The fingerprints of the Department of Redundancy Department notwithstanding, my biggest problem with this is that I’d guess it’s a bald-faced lie. 300 million years ago, the oceans had FAR less salinity than today. My best SWAG effort would put the ocean pH at something in the ballpark of 7.5. Hell, even if it were 7.8, it’d still be a far sight more ‘acidic’ than it is today.
The more I read from Messr. Jarraud, the less I respect him.

Reply to  LeeHarvey
September 12, 2014 6:21 am

Just spotted this after making my comment below.
“Department of Redundancy Department”
Don’t crush that dwarf, hand me the pliers! (A Firesign Theatre reference, for those less fortunate)
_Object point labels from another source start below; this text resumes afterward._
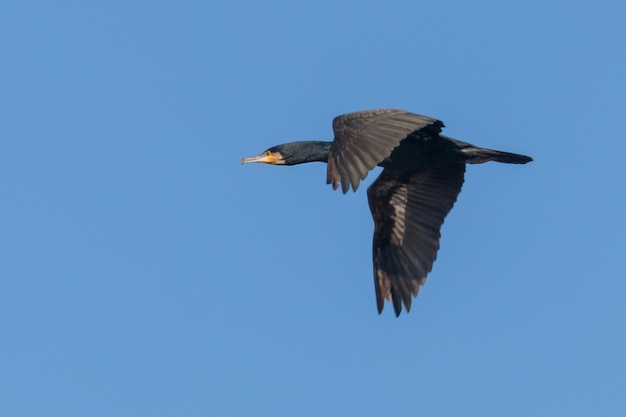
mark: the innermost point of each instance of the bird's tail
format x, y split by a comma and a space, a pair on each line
480, 155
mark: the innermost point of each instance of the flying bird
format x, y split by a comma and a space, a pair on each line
423, 172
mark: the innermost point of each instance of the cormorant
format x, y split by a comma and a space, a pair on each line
421, 179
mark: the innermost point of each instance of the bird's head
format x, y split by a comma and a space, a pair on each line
292, 153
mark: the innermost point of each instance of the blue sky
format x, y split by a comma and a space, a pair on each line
143, 271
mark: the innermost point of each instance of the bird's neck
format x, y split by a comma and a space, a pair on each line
315, 151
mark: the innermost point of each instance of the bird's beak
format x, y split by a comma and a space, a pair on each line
273, 158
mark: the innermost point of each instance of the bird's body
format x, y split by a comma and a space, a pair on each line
422, 177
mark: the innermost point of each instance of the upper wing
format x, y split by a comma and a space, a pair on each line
364, 139
408, 210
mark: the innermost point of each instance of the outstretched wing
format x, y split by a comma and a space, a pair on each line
408, 210
364, 139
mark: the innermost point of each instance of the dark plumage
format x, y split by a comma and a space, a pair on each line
422, 177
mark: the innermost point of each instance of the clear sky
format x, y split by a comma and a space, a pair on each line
145, 272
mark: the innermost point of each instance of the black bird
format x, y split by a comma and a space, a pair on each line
422, 177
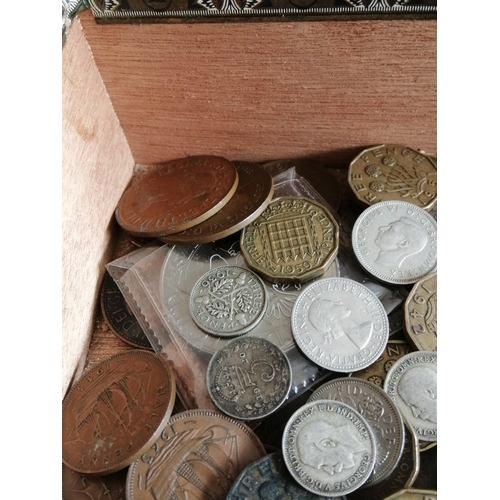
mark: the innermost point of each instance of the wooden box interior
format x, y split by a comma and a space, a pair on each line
144, 94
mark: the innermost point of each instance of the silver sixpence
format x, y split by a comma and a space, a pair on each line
328, 448
412, 384
340, 324
396, 242
249, 378
380, 412
228, 301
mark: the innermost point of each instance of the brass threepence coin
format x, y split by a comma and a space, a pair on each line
249, 378
392, 172
381, 414
414, 494
199, 454
340, 324
294, 240
318, 176
377, 371
116, 411
254, 192
269, 478
76, 486
176, 196
412, 384
403, 476
118, 315
421, 314
396, 242
228, 301
182, 268
329, 448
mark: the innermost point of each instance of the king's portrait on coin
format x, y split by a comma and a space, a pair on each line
332, 319
399, 240
418, 389
324, 446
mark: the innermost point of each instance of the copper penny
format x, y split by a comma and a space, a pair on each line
254, 192
177, 195
119, 317
78, 486
116, 411
199, 454
317, 175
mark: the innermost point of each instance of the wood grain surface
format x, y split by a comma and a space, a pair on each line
262, 91
96, 168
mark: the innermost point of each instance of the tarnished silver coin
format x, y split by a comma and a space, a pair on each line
340, 324
228, 301
268, 478
412, 384
396, 242
380, 412
185, 264
329, 448
249, 378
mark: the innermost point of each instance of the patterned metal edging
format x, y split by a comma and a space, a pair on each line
246, 10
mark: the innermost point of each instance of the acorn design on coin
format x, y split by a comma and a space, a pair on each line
228, 301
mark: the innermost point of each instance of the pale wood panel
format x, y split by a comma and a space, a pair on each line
260, 91
96, 166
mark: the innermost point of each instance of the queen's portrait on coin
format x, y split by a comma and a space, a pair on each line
418, 389
399, 240
332, 318
323, 446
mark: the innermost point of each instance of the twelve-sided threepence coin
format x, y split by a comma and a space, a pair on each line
228, 301
294, 240
249, 378
396, 242
380, 412
340, 324
328, 448
412, 384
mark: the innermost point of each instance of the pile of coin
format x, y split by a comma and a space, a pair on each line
361, 434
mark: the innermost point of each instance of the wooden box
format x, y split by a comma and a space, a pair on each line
144, 94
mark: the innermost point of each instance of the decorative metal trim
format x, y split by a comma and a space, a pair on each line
263, 10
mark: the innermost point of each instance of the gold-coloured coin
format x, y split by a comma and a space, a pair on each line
392, 172
294, 240
421, 314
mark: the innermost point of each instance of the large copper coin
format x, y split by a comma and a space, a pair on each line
177, 195
254, 192
199, 454
318, 176
119, 317
392, 172
116, 411
294, 240
78, 486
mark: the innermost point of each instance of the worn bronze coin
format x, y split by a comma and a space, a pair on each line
294, 240
421, 314
254, 192
116, 411
76, 486
269, 478
249, 378
199, 454
316, 174
393, 172
119, 317
177, 195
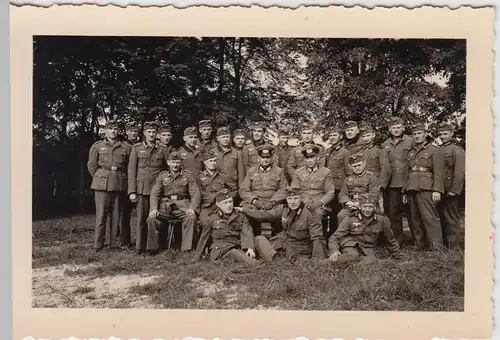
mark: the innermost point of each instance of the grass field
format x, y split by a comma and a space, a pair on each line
67, 273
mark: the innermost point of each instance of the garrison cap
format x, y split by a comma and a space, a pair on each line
165, 128
222, 195
223, 131
190, 131
265, 150
310, 150
205, 123
150, 125
357, 157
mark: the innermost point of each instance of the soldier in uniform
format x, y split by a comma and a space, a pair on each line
147, 160
107, 165
190, 152
335, 158
423, 190
263, 188
229, 160
358, 235
360, 182
301, 235
296, 159
232, 236
175, 195
315, 182
398, 147
239, 139
454, 179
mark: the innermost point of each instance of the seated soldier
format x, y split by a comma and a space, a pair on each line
263, 188
358, 235
359, 182
302, 233
175, 195
231, 233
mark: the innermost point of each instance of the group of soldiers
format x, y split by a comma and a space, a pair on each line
241, 197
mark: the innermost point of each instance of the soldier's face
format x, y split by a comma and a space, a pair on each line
419, 136
112, 132
351, 132
284, 140
258, 133
226, 206
132, 134
306, 136
396, 130
311, 161
293, 202
150, 135
206, 132
165, 137
368, 137
367, 209
224, 140
358, 167
335, 137
445, 136
190, 140
174, 165
239, 141
210, 164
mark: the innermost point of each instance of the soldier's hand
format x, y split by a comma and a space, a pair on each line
250, 253
335, 256
436, 196
153, 213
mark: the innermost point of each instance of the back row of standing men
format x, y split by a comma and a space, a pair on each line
330, 181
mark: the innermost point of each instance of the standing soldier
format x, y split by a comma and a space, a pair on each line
283, 151
190, 152
398, 147
335, 161
146, 162
239, 139
206, 130
423, 190
263, 187
359, 182
175, 195
315, 182
296, 158
107, 164
229, 160
454, 178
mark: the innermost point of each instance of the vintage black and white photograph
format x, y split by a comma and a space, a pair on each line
248, 173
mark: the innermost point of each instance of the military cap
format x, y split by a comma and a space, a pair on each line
131, 125
205, 123
350, 124
310, 150
165, 128
265, 150
174, 156
150, 125
222, 195
357, 157
190, 131
446, 127
223, 131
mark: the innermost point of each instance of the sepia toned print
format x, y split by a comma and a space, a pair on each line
369, 213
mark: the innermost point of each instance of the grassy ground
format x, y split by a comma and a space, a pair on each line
67, 273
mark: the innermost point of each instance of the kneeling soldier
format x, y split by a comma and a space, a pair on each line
175, 195
231, 233
302, 232
358, 236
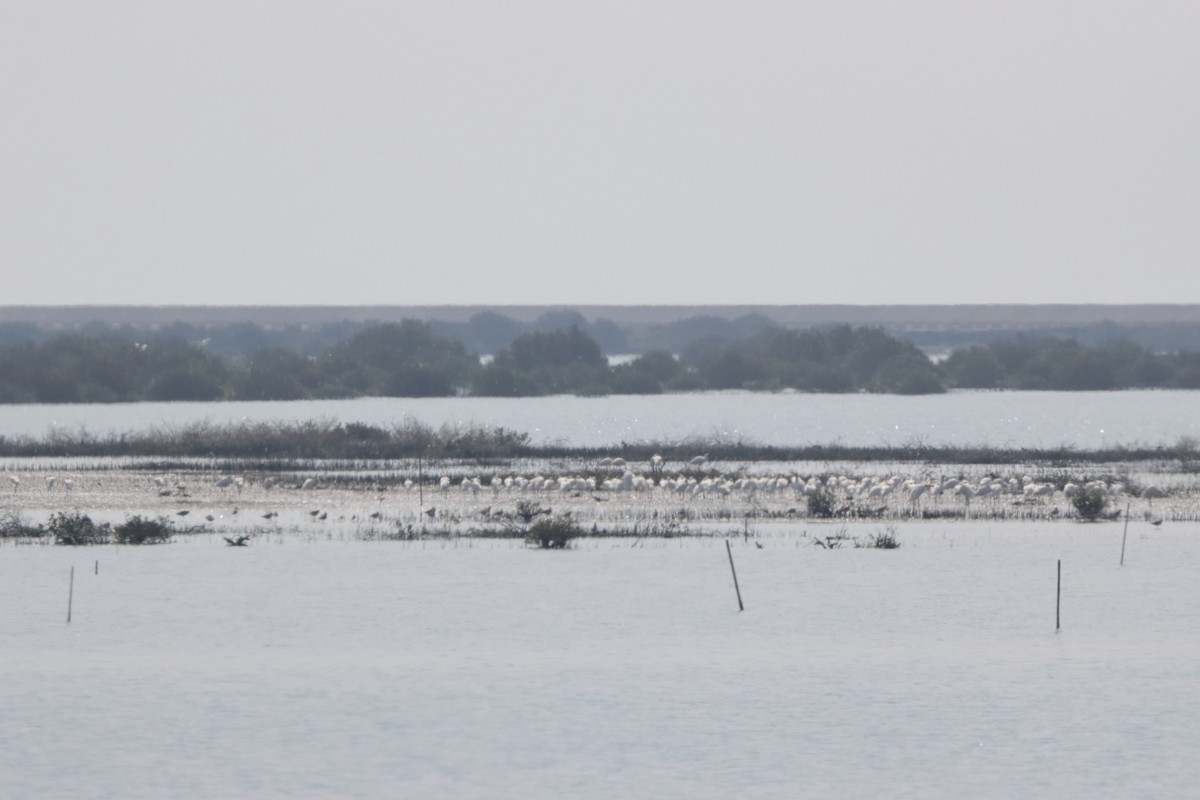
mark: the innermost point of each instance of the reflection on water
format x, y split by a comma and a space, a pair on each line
1085, 420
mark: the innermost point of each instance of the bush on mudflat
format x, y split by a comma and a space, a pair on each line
553, 533
142, 530
77, 529
1090, 504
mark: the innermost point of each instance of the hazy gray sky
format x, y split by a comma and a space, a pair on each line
610, 152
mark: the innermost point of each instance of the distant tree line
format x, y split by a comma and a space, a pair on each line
409, 359
1056, 364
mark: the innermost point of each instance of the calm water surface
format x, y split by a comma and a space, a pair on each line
1085, 420
304, 668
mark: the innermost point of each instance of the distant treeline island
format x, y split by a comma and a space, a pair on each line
412, 359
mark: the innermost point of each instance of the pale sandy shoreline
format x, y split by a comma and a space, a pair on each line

September 12, 2014 6:11 am

I’m surprised that nobody pounced on this bit of mendacity:
“…oceans…have become more acidic than ever, the UN said on Tuesday”

nutso fasst
September 12, 2014 6:12 am

A version of this story appeared in the September 9 Washington Post as “CO2 levels in atmosphere rising at dramatically faster rate, U.N. report warns,” by Joby Warrick.
“Levels of heat-trapping carbon dioxide in the atmosphere rose at a record-shattering pace last year, a new report shows, a surge that surprised scientists and spurred fears of an accelerated warming of the planet in decades to come.”
In the same issue was an opinion piece by the CEO of the Audubon Society asking us to “give birds a fighting chance” against global warming.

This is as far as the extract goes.